You can buy tire chains at many auto parts stores and gas stations, especially in the communities surrounding Yosemite. The Village Garage in Yosemite Valley and at the Wawona gas station also carry a small supply. However, if you know you want to go to an area that is likely to have chain controls it’s better to buy them earlier rather than later. Tire chains come in different sizes, and if you wait until the last minute, there is a chance that they won’t have an option that fits your vehicle.
How do you put chains on?
Every set of chains or cables comes with a slightly different set of instructions for you to follow. If you know what you’re doing, it doesn’t take long before you’re on your way again. Here are a few general tips that will help with almost any set of chains/cables.
- Practice installing your chains/cables before you come. It’s so much nicer to know what you need to do before you have to do it in the rain/snow by the side of the road. At the very least, take a look at the instructions and a few videos. Here’s one on installing cables on a sedan. And here is another for installing chains on a truck or SUV.
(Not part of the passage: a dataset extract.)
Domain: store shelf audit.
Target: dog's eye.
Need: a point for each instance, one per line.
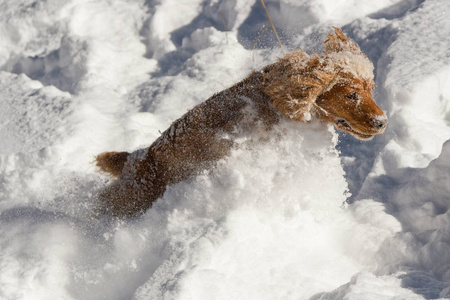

- Be sure you install the chains on the drive wheels. Double-check if it’s a rental car and you aren’t certain. Every year we see people get stuck because their chains are on the wrong wheels.
- Bring a tarp and/or towel to kneel on while putting your chains on. It’s likely to be wet when you have to put your chains on. A few small things to keep you dry or help you clean up afterward make the experience more pleasant. Even something as simple as a big garbage bag would help.
- Bring gloves with a lot of dexterity or needle-nose pliers. It’s important to pull your chains really tight so that they don’t come loose or bang on your car. Handling metal chains or cables can be really cold and those pliers come in handy for pulling on the small cable fasteners.
- Test the installation. After you get your chains on, if there is space, try to drive around a little. Then get out and check them before driving away from that nice safe pull-out. After a rolling once or twice, the chains can move around and end up being too loose. Ideally, you want to be in a safe place to tighten them up again.
- Put weight in the back of a rear-wheel-drive pick-up truck. Technically this isn’t a chain installation tip, but we often see rear-wheel-drive pickups struggling. The problem is that there isn’t much weight in the back of the truck, so even though you have chains/cables on, they float on top of the snow and don’t bite enough to provide good traction. Putting a few hundred pounds in the back can help a lot.